Antoine Armand, ministre de l'Économie, des Finances et de l'Industrie, était l'invité de Benjamin Duhamel dans "C'est pas tous les jours dimanche", sur BFMTV.
00:00Vous êtes ministre de l'Economie et des Finances, vous avez donc la lourde tâche de défendre le budget pour 2025 présenté il y a trois jours.
00:09On va rentrer dans le détail des mesures annoncées dans un instant sur la fiscalité, sur les baisses de dépenses.
00:14Est-on en train de vivre ou non un nouveau tournant de la rigueur ?
00:17Mais je voudrais commencer par la situation financière.
00:20Si toutes ces mesures doivent être prises, c'est parce que l'heure est grave, un déficit à plus de 6 %, une dette de plus de 3 200 milliards d'euros.
00:28Ouvrez les guillemets, je mesure la chance d'hériter d'un tel bilan, disiez-vous à Bruno Le Maire au moment de la passation de pouvoir.
00:34C'était du second degré ou pas ?
00:36Je parlais de la situation économique, Benjamin Duhamel, et je pense qu'il faut aujourd'hui dire aux Français la réalité telle qu'elle est.
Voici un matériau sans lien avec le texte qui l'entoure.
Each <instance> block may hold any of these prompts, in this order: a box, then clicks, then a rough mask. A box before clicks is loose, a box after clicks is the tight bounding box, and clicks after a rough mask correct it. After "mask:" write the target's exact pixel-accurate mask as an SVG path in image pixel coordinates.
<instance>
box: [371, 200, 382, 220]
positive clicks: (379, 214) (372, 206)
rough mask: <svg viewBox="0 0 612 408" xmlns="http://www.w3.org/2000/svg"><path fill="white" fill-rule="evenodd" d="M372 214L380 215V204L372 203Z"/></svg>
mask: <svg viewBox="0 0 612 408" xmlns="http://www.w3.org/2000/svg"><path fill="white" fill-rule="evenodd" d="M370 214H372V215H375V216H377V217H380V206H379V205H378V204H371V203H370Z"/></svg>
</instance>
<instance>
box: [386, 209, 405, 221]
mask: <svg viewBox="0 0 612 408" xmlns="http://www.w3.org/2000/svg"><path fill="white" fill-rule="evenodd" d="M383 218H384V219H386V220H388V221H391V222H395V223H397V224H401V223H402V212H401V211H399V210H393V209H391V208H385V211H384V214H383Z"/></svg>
00:42Moi, j'y suis prêt, je l'ai fait dès le premier jour.
00:44On a d'un côté une croissance qui résiste, des entreprises, des usines qui ouvrent, de l'emploi industriel, le taux de chômage qui est au plus bas depuis 40 ans.
00:52Ça, c'est une réussite.
00:53Ce n'est pas une fierté, vous savez, partisane.
00:55Je ne suis pas en train de me rengorger d'un bilan d'un parti, je suis en train de me réjouir pour mes compatriotes.
01:00Et puis, il y a la situation financière et elle, elle est très préoccupante.
01:04La dette, vous l'avez rappelé, elle est colossale.
01:06Moi, j'aime bien donner un autre chiffre parce que ces milliards, c'est très difficile de se rendre compte.
01:10J'aime bien donner un autre chiffre.
01:12Un euro sur huit de notre budget, il va directement aux intérêts de la dette.
01:16Autrement dit, pas à la sécurité, pas à la santé, pas à l'éducation, directement à la dette.
01:23Autrement dit, si on ne réduit pas notre dette, si on ne réduit pas notre déficit, là, on ira vers la crise, là, on ira vers l'austérité.